(Mesoamerican Reef) A network of coastal mayors across the Honduran Caribbean today launched a regional effort to establish marine reserve networks, providing full protection from fishing so fish populations and their habitats can recover. The Mayors’ declaration, the first of its kind in this region, was announced after a recent meeting in La Ceiba, Honduras, during which the mayors agreed on a joint effort to solve the overfishing and coastal pollution problems affecting the country’s coastal zone.
“Artisanal fishing sustains more than five thousand families of the north coast of Honduras; activity that is threatened as a result of historical problems exacerbated by the lack of local organization, little or no access to economic and social incentives, and lack of effective enforcement of the law,” said the Mayors in a joint declaration. “Artisanal fishing conducted in a responsible manner is an effective and efficient means of conserving fishery and marine resources. It can lead to the fair, inclusive and sustainable development of our communities, which is our greatest goal.”
This announcement by Honduras mayors reflects a growing commitment by coastal leaders throughout the world recognizing the need and opportunity to restore coastal fisheries and protect the habitat on which coastal cultures and economics depend. “The commitment is a terrific example of a ‘multi-local’ solution, a network of communities facing a common challenge, and working together to support a proven, community-led solution,” said Brett Jenks, President and CEO of Rare. “It’s a model Rare is working to replicate in many other coastal fishing communities around the world.”
The Mayors’ declaration was supported by Centro de Estudios Marinos (Center for Marine Studies), a Honduran non-governmental organization dedicated to supporting communities’ efforts to improve the management of coastal ecosystems.

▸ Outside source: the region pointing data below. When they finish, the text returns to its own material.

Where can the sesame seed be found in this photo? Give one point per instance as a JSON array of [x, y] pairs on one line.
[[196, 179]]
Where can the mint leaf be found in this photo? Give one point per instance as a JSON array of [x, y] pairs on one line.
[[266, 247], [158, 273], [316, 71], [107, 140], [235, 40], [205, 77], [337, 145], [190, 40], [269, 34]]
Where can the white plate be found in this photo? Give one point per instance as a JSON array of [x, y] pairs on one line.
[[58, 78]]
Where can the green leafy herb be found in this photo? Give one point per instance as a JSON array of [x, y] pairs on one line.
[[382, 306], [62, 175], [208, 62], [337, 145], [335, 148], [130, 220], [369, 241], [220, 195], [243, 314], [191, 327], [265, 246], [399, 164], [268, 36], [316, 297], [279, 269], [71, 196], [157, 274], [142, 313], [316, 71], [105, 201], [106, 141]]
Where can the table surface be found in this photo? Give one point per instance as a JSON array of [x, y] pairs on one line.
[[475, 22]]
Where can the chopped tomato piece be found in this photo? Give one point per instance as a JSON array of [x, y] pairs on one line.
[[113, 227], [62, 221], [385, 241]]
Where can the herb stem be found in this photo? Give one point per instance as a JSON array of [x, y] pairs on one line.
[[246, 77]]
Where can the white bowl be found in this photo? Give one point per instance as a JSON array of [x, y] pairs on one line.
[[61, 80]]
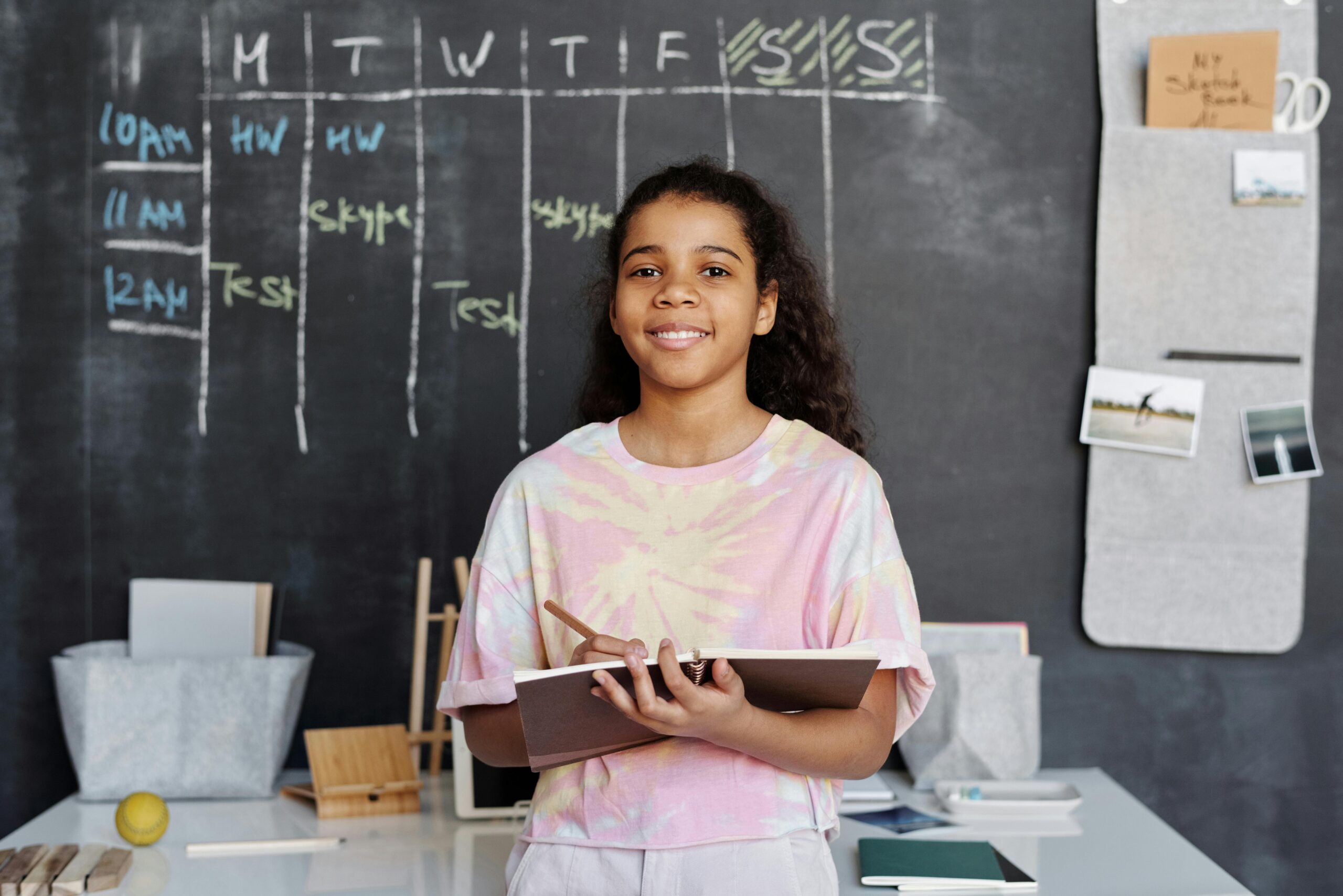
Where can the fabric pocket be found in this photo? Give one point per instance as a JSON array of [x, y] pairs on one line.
[[528, 855]]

CEM and Rare have been working in partnership to link the work in Honduras and the wider Mesoamerican reef to a global program addressing coastal overfishing through community-based management.

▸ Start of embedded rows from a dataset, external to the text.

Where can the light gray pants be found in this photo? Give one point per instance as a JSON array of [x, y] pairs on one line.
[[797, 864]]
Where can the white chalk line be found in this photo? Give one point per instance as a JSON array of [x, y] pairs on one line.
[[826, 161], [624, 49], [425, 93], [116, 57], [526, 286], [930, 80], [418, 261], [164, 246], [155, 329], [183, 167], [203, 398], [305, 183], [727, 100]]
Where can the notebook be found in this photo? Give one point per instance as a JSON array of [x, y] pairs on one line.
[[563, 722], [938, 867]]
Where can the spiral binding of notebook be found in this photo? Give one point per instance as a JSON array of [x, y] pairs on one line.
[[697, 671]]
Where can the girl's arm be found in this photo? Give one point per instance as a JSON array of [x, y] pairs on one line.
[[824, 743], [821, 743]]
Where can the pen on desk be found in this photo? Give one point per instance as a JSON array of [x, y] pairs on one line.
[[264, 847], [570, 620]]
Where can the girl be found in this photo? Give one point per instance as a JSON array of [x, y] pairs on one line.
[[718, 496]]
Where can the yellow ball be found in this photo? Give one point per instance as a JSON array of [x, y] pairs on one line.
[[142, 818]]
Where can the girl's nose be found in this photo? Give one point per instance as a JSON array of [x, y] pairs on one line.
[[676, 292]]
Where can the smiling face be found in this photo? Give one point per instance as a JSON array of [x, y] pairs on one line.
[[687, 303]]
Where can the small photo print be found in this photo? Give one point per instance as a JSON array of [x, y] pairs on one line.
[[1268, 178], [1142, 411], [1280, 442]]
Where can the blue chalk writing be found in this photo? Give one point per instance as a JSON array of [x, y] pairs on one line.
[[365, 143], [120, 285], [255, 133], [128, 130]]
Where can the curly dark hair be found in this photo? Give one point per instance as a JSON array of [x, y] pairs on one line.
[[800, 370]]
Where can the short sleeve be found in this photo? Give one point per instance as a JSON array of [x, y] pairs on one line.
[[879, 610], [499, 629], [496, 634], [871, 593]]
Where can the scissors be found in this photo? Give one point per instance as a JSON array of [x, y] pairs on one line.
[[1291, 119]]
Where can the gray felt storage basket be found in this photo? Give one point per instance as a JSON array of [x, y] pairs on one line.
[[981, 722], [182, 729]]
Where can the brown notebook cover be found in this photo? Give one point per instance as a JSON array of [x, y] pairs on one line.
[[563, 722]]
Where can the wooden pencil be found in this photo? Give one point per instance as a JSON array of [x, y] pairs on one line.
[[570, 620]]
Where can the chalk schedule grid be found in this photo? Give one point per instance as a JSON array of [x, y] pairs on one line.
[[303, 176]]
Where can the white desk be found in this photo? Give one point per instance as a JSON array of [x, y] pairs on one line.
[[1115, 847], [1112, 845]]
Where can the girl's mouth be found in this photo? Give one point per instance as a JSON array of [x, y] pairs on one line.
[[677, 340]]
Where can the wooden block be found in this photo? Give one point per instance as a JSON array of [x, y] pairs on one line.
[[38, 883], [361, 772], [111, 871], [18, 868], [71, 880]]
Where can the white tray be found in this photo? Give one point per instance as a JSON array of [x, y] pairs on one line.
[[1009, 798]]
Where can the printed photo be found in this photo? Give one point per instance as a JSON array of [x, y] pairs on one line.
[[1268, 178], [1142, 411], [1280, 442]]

“By working with their constituencies and helping them establish effective reserves, these Mayors are investing in their communities’ future,” said Dr Steve Box, Senior Vice President of Fish Forever, Rare’s coastal fishery program. “We know that reserves are an essential piece of sustainable fishery management and communities have a key role in both establishing and then maintaining these reserves. Linking rights with stewardship is the critical path to enable reserves to replenish and sustain local fisheries.”
Recently, Rare analyzed data from over 250 coastal communities working with its Fish Forever program in Asia and Latin America, each using similar networks of marine reserves implemented through community-based management. At 97 percent of these sites, local fish populations either stabilized or increased, which bodes well for this Honduran effort.
The Mayors who made the declaration include all the muncipalities across the Honduran Caribbean from Omoa to Trujillo and the Bay Islands including Jerry Sabio (La Ceiba); Edgardo Ramírez Romero (Esparta); Gerardo Quijada (La Masica); Enrique Alejandro Matute Meza (San Francisco); Dario Alejandro Munguia Quezada (Tela); Héctor Raúl Mendoza (Trujillo); Wilmer Renán Guzmán Murillo (Iriona); Jorge Orlendo Martínez Torres (Limón); Isidro Noel Ruiz Martinez (Santa Fe); Valerie Nicole Brady Ramos (Vice Mayor of Roatán); Spurgeon Steven Miller Molina (Guanaja); Gilbert Carrison Dilbert Green (Santos Guardiola); Troy Donahue Bodden González (Utila).